Where a delay in filing motions did not prejudice the plaintiff, an employer did not waive its right to compel arbitration in a discrimination suit.
Smiley, a 50-year-old white man, worked for Forcepoint as a salesman. He says that Forcepoint engaged in a pattern of disparate treatment in favor of younger, female client executives. In support of that theory, Smiley claims that Forcepoint redirected established client accounts from older, male client executives to their younger, female colleagues and failed to discipline younger, female employees for poor performance. Because of this practice, Forcepoint eventually fired Smiley for failing to generate revenue.
Approximately seven months after Smiley filed his complaint, Forcepoint filed this motion to compel arbitration. Before Forcepoint filed this motion, Forcepoint had filed a motion for extension of time to file an answer, an answer, a proposed discovery plan, a motion for extension of time to respond to a discovery motion, a response in opposition to a motion to compel discovery and a motion for entry of an agreed protective order. Forcepoint filed no dispositive motions before moving to compel arbitration.
Smiley responds that the arbitration agreement is “ambiguous, non-mutual and unconscionable,” and asks the court to delay ruling on this motion until the parties conduct discovery regarding the employment agreement.
The arbitration provision requires binding arbitration involving “any dispute or controversy whatsoever pertaining to or arising out of the relationship . . . [with] the Company.” Smiley’s employment discrimination claims arise out of his relationship with Forcepoint. Accordingly, the parties agreed to arbitrate Smiley’s claims under Title VII and the ADEA.

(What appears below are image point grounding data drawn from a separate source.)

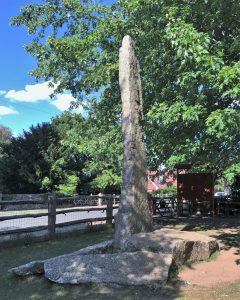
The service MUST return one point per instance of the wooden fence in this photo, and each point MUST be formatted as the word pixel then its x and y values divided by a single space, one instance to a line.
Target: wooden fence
pixel 59 206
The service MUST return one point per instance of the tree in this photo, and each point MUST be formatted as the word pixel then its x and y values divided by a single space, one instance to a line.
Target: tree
pixel 24 163
pixel 189 56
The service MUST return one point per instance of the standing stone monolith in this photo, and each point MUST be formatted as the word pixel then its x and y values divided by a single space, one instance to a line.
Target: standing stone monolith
pixel 133 215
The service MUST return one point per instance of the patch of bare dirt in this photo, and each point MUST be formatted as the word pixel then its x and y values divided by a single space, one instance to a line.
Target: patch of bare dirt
pixel 225 268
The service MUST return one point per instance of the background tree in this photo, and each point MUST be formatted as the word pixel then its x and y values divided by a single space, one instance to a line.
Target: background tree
pixel 25 164
pixel 189 56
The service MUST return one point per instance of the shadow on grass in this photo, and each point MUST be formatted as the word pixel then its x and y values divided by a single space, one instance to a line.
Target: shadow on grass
pixel 37 287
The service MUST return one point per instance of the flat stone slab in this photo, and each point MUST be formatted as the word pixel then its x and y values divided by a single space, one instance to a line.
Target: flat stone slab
pixel 37 267
pixel 136 268
pixel 146 259
pixel 164 240
pixel 184 246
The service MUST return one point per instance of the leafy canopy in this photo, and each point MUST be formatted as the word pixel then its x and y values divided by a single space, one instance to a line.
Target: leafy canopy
pixel 189 56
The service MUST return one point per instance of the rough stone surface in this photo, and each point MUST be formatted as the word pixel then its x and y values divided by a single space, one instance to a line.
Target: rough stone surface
pixel 32 268
pixel 149 258
pixel 136 268
pixel 185 246
pixel 133 214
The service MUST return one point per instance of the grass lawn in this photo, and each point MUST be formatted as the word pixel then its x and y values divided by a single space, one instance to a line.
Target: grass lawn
pixel 37 287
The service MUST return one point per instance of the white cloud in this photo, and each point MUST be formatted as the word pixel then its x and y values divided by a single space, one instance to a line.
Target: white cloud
pixel 64 101
pixel 31 93
pixel 4 110
pixel 40 92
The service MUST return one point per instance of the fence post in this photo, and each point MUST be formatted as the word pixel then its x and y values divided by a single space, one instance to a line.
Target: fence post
pixel 1 200
pixel 100 199
pixel 51 215
pixel 109 211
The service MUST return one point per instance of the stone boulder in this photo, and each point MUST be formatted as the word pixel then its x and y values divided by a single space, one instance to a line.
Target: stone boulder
pixel 136 268
pixel 32 268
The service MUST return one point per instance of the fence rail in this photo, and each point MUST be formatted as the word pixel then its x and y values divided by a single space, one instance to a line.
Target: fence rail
pixel 70 208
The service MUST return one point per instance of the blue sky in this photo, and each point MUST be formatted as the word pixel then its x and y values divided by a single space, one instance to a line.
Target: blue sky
pixel 23 102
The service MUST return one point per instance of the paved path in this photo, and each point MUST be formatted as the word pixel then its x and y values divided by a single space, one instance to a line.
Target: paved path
pixel 43 221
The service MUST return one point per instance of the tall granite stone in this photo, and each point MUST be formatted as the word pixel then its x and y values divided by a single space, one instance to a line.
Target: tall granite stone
pixel 133 215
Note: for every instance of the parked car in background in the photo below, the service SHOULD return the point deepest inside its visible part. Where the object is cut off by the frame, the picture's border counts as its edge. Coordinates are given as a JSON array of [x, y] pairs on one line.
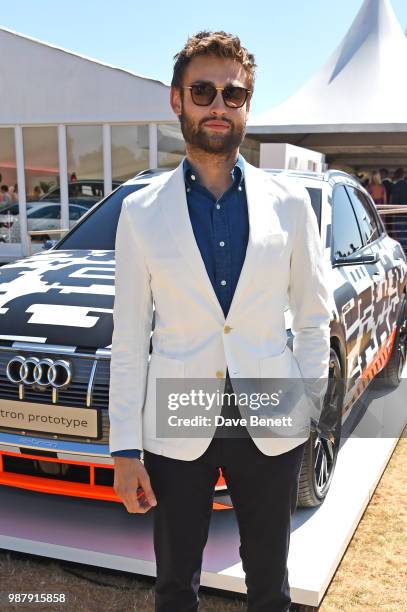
[[56, 332]]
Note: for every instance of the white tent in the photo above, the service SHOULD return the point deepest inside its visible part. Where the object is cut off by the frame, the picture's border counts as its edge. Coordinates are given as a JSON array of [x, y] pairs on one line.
[[361, 88], [42, 83]]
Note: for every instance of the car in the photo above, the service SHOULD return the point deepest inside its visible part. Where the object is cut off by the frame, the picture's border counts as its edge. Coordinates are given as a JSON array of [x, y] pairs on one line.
[[56, 333], [40, 216], [83, 191]]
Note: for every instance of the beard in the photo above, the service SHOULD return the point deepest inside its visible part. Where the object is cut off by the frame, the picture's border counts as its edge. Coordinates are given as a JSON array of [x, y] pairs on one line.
[[194, 135]]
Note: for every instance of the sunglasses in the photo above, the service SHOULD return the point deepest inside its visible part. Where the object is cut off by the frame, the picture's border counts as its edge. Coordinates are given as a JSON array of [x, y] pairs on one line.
[[203, 94]]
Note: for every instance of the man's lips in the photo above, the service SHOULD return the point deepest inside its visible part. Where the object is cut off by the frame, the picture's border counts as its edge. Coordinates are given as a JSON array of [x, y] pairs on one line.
[[217, 125]]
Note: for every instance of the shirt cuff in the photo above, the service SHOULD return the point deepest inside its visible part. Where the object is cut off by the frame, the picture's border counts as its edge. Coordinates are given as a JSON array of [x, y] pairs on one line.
[[127, 453]]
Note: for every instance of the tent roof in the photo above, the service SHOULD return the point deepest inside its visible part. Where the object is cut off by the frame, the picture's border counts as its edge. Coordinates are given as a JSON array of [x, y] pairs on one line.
[[47, 84], [361, 88]]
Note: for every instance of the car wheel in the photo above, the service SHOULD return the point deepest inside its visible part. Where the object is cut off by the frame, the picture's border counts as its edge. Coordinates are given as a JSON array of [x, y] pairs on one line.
[[391, 374], [320, 455]]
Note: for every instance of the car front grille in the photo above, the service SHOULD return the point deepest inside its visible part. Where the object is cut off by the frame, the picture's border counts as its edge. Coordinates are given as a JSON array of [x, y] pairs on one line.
[[74, 395]]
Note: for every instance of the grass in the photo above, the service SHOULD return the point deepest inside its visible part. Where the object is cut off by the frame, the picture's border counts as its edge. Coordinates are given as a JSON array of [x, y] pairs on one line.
[[371, 576]]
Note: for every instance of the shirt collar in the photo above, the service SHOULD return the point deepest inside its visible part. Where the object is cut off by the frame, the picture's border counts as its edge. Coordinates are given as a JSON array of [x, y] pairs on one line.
[[237, 172]]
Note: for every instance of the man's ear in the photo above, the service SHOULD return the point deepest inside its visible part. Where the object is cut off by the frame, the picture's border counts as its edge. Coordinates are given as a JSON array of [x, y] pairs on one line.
[[175, 100], [249, 99]]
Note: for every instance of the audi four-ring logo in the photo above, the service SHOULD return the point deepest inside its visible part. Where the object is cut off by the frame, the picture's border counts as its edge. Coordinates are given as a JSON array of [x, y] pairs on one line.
[[44, 372]]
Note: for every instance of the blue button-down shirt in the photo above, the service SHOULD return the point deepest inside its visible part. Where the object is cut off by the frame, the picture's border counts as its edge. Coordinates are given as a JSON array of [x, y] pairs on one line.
[[221, 229]]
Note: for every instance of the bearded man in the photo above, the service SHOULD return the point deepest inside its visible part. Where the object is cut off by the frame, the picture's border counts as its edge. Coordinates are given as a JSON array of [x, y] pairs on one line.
[[218, 246]]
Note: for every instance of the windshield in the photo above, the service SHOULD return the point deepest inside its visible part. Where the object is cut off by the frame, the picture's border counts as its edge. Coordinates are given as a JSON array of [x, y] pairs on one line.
[[98, 230]]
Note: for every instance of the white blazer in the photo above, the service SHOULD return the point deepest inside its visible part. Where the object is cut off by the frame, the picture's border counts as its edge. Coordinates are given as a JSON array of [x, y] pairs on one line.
[[158, 261]]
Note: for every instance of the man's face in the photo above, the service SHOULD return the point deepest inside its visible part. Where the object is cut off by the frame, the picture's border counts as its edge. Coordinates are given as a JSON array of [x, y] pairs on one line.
[[215, 128]]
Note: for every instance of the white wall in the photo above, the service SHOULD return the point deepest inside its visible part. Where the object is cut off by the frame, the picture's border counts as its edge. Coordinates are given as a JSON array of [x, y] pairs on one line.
[[44, 84]]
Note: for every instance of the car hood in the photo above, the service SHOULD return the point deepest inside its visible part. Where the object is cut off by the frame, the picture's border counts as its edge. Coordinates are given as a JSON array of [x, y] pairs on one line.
[[59, 297]]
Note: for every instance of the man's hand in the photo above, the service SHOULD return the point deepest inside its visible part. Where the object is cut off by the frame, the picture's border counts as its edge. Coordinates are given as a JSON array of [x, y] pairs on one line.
[[132, 485], [322, 431]]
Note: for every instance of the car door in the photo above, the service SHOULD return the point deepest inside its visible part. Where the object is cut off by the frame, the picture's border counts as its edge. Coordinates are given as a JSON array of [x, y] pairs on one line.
[[383, 273], [353, 284]]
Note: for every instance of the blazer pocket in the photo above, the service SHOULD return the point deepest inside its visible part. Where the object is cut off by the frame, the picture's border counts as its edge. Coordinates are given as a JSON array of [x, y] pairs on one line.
[[166, 367], [282, 365]]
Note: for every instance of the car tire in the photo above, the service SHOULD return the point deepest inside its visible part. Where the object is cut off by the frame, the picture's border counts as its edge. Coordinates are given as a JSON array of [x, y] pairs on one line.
[[320, 455], [390, 375]]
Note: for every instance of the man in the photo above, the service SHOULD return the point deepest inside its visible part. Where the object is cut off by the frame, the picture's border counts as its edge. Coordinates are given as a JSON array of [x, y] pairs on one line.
[[397, 224], [219, 246]]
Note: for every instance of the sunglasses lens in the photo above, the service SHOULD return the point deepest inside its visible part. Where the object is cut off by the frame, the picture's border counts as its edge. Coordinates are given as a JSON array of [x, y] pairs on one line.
[[203, 94], [234, 97]]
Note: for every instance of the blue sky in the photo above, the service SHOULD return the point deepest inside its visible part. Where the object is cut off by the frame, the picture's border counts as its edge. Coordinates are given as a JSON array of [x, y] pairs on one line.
[[291, 39]]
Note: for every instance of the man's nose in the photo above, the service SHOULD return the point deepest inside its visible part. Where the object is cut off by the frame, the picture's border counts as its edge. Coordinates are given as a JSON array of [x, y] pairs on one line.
[[218, 106]]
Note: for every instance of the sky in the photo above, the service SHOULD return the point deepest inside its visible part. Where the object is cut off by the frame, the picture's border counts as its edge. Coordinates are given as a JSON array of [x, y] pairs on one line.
[[291, 39]]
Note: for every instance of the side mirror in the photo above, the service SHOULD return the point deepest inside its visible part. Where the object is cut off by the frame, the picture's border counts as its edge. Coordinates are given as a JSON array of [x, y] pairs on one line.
[[49, 244]]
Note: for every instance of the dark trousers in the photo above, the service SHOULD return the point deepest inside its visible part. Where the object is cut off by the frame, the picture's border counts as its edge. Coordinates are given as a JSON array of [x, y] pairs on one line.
[[263, 490]]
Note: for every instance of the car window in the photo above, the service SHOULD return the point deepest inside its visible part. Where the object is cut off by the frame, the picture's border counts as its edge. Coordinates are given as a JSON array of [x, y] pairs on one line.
[[316, 201], [346, 238], [45, 212], [86, 190], [76, 212], [366, 218], [98, 230], [52, 196]]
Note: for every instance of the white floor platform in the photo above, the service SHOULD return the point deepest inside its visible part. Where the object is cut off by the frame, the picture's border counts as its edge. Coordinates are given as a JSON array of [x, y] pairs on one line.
[[104, 534]]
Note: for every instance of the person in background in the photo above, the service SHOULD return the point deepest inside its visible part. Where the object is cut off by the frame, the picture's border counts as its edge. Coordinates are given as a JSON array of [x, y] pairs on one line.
[[386, 182], [376, 189], [36, 194], [5, 198], [13, 195]]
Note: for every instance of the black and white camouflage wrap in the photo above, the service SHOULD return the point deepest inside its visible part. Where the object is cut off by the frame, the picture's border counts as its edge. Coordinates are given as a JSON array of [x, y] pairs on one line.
[[59, 297]]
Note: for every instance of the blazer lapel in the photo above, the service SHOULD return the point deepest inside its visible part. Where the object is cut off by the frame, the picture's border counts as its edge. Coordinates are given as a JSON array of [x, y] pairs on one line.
[[174, 205], [263, 223], [264, 227]]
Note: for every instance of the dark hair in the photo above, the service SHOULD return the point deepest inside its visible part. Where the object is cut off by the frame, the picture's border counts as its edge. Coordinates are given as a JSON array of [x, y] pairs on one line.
[[219, 44]]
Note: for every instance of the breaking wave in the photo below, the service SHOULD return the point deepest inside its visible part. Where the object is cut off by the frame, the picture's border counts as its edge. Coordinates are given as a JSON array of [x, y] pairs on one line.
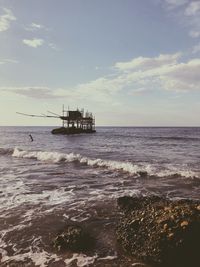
[[129, 167], [6, 151]]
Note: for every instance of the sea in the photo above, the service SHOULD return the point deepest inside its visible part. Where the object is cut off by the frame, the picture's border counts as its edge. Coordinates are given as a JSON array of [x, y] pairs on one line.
[[57, 180]]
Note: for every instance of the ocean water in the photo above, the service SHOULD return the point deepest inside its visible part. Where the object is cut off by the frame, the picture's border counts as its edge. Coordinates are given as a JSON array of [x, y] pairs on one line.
[[56, 180]]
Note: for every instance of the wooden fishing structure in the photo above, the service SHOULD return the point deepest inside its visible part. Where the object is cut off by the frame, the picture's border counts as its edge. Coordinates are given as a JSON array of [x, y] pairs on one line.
[[73, 121]]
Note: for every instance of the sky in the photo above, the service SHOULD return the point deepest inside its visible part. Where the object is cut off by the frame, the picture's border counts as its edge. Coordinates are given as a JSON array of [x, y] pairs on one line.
[[130, 62]]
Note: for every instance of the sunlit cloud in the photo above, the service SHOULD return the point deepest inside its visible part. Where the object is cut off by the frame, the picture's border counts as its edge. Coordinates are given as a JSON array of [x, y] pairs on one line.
[[137, 76], [6, 19], [33, 42]]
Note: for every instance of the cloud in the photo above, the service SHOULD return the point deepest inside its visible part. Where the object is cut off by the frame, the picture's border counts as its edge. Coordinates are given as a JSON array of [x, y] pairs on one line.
[[193, 8], [148, 63], [35, 27], [53, 46], [33, 42], [137, 76], [176, 3], [5, 61], [196, 49], [6, 19], [32, 92], [194, 34]]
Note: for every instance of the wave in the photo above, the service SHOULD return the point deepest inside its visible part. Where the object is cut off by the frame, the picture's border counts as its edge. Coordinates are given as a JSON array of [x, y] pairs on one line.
[[6, 151], [141, 170]]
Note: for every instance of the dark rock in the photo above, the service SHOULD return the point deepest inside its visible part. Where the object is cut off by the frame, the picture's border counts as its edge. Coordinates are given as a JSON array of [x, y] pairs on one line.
[[73, 238], [160, 230]]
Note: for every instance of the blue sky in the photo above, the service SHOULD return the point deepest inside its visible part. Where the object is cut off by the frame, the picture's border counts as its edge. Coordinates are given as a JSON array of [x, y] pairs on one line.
[[131, 62]]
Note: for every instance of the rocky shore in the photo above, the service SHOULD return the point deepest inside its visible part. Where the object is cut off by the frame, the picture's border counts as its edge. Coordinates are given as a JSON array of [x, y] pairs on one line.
[[160, 231], [155, 230]]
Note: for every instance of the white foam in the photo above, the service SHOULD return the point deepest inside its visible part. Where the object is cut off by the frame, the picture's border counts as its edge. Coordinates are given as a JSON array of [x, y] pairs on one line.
[[129, 167], [39, 258]]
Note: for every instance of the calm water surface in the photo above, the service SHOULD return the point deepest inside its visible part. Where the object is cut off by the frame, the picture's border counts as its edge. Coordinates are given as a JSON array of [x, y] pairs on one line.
[[56, 180]]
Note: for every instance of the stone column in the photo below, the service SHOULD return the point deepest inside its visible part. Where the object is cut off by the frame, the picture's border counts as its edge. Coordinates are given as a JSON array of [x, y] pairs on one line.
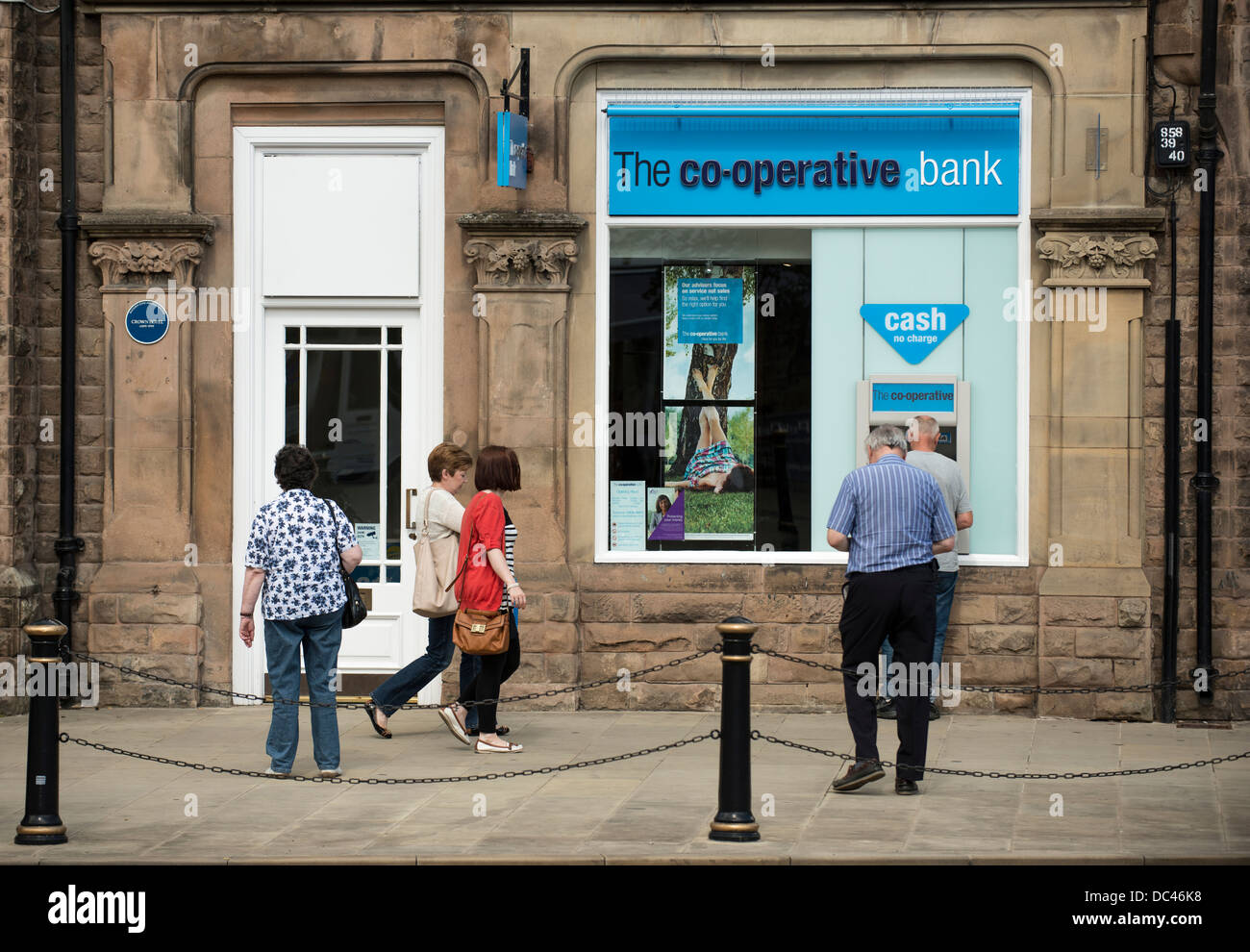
[[521, 304], [144, 604], [1094, 625]]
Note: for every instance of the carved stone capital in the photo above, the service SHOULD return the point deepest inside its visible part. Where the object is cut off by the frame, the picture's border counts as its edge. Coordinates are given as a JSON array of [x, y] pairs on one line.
[[521, 251], [1098, 246], [145, 249], [1096, 259]]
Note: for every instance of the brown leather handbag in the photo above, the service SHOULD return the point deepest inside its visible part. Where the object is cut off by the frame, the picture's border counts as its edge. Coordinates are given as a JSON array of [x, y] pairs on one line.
[[479, 633]]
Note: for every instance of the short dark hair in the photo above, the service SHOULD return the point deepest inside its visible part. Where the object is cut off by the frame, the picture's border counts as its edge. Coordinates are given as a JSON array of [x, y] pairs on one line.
[[294, 467], [741, 479], [446, 456], [498, 468]]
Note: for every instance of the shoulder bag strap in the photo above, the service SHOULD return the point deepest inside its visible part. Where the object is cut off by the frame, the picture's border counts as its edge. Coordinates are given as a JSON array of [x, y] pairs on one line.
[[334, 538]]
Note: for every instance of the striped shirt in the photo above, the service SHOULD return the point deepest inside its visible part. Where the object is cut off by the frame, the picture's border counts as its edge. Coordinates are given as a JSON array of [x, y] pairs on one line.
[[509, 546], [892, 514]]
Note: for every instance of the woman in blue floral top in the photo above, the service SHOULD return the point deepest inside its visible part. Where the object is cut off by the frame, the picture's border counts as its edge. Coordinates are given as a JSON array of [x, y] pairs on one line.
[[294, 551]]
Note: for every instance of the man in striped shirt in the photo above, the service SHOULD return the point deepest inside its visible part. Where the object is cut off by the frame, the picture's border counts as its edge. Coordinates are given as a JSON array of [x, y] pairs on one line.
[[892, 520]]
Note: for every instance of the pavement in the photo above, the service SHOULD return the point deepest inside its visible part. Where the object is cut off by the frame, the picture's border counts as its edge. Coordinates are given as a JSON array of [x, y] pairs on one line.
[[654, 809]]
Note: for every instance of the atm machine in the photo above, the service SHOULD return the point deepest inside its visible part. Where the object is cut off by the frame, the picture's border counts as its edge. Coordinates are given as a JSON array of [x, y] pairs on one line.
[[896, 397]]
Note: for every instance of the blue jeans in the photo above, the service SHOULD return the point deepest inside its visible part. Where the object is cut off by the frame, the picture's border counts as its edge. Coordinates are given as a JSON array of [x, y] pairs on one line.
[[403, 685], [320, 636], [945, 596]]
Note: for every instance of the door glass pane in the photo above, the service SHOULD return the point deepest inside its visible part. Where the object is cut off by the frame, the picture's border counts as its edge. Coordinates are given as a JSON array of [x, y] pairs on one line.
[[394, 484], [344, 335], [342, 429], [291, 427]]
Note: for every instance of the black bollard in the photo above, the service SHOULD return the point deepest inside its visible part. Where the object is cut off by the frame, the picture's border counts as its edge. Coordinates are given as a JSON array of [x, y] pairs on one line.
[[42, 822], [734, 819]]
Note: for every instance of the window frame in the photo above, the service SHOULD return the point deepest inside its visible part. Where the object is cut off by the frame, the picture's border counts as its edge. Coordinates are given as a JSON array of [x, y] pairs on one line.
[[605, 224]]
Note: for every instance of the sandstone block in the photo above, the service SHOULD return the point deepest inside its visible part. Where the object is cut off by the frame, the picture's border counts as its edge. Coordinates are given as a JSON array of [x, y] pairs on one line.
[[562, 606], [1079, 610], [1075, 672], [974, 610], [1080, 706], [687, 608], [1124, 708], [163, 609], [1001, 639], [103, 609], [1111, 642], [808, 639], [1016, 609], [803, 609], [1133, 613], [175, 639], [637, 638], [112, 639], [549, 636], [603, 606]]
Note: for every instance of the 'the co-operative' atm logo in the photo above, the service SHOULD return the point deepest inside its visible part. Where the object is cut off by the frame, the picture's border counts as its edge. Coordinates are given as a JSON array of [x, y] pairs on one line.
[[913, 330]]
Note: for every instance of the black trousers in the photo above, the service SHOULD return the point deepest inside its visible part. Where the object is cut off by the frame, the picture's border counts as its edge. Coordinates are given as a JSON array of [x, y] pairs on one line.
[[899, 605], [495, 670]]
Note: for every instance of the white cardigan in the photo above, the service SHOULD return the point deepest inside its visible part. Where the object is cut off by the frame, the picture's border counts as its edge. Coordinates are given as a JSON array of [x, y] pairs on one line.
[[445, 513]]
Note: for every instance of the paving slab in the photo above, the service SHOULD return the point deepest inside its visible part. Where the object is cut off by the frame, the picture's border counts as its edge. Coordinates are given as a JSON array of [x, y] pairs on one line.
[[653, 809]]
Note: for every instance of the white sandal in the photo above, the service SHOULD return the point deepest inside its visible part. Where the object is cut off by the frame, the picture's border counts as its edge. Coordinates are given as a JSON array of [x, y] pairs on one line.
[[483, 747], [453, 722]]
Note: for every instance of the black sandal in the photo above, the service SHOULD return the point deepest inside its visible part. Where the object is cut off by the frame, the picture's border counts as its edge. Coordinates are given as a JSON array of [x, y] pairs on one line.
[[370, 710]]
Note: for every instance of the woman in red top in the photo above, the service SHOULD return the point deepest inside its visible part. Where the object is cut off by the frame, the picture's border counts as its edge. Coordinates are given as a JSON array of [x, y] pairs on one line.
[[488, 584]]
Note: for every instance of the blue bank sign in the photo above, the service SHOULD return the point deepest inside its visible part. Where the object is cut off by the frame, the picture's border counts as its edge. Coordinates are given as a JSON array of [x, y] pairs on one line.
[[913, 330], [898, 159]]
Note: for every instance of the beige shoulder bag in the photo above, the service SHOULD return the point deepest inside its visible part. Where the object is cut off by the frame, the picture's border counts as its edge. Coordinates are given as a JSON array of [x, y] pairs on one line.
[[436, 561]]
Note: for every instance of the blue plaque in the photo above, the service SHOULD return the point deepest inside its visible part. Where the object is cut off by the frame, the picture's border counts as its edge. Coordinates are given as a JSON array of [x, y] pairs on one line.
[[146, 322]]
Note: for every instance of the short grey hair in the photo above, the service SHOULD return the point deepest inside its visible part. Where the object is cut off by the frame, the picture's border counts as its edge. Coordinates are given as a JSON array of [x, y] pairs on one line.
[[886, 437], [924, 426]]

Smiley argues that the prohibitive costs of arbitration render the arbitration clause unconscionable and one-sided. When “a party seeks to invalidate an arbitration agreement on the ground that arbitration would be prohibitively expensive, that party bears the burden of showing the likelihood of incurring such costs.” Smiley has failed to demonstrate that the arbitration agreement prevents him from effectively vindicating his claims in arbitration. Other than a generalized “risk” that arbitration would result in prohibitive costs, Smiley has provided no evidence that arbitration would cause him to incur such costs. Because the parties consented to arbitration of Smiley’s claims and arbitration provides a means for him to vindicate his claims, the FAA governs the arbitration agreement in this case.
Smiley also claims that Forcepoint defaulted on its right to compel arbitration by failing to mention arbitration in its answer and for taking nearly seven months to invoke the arbitration clause. Forcepoint delayed invoking the arbitration clause for six months and twenty days. Such a short amount of time prevents Smiley from demonstrating actual prejudice from Forcepoint’s delay. Smiley argues that he suffered prejudice because he incurred approximately $20,000 in legal fees, but provides no facts to substantiate that claim. Smiley, therefore, suffered no actual prejudice from Forcepoint’s minimal delay.
Because Forcepoint filed no motions to dismiss, motions for summary judgment or any other dispositive motions before moving to compel arbitration, Forcepoint did not attempt to litigate this matter on the merits. Because neither Forcepoint’s delay nor its minimal trial-related activities demonstrate that Smiley suffered actual prejudice, Forcepoint has not defaulted on its right to enforce the arbitration agreement.
Smiley v. Forcepoint Federal LLC, Case No. 18-cv-00026, Nov. 5, 2018. EDVA at Richmond (Gibney). VLW 018-3-475. 8 pp.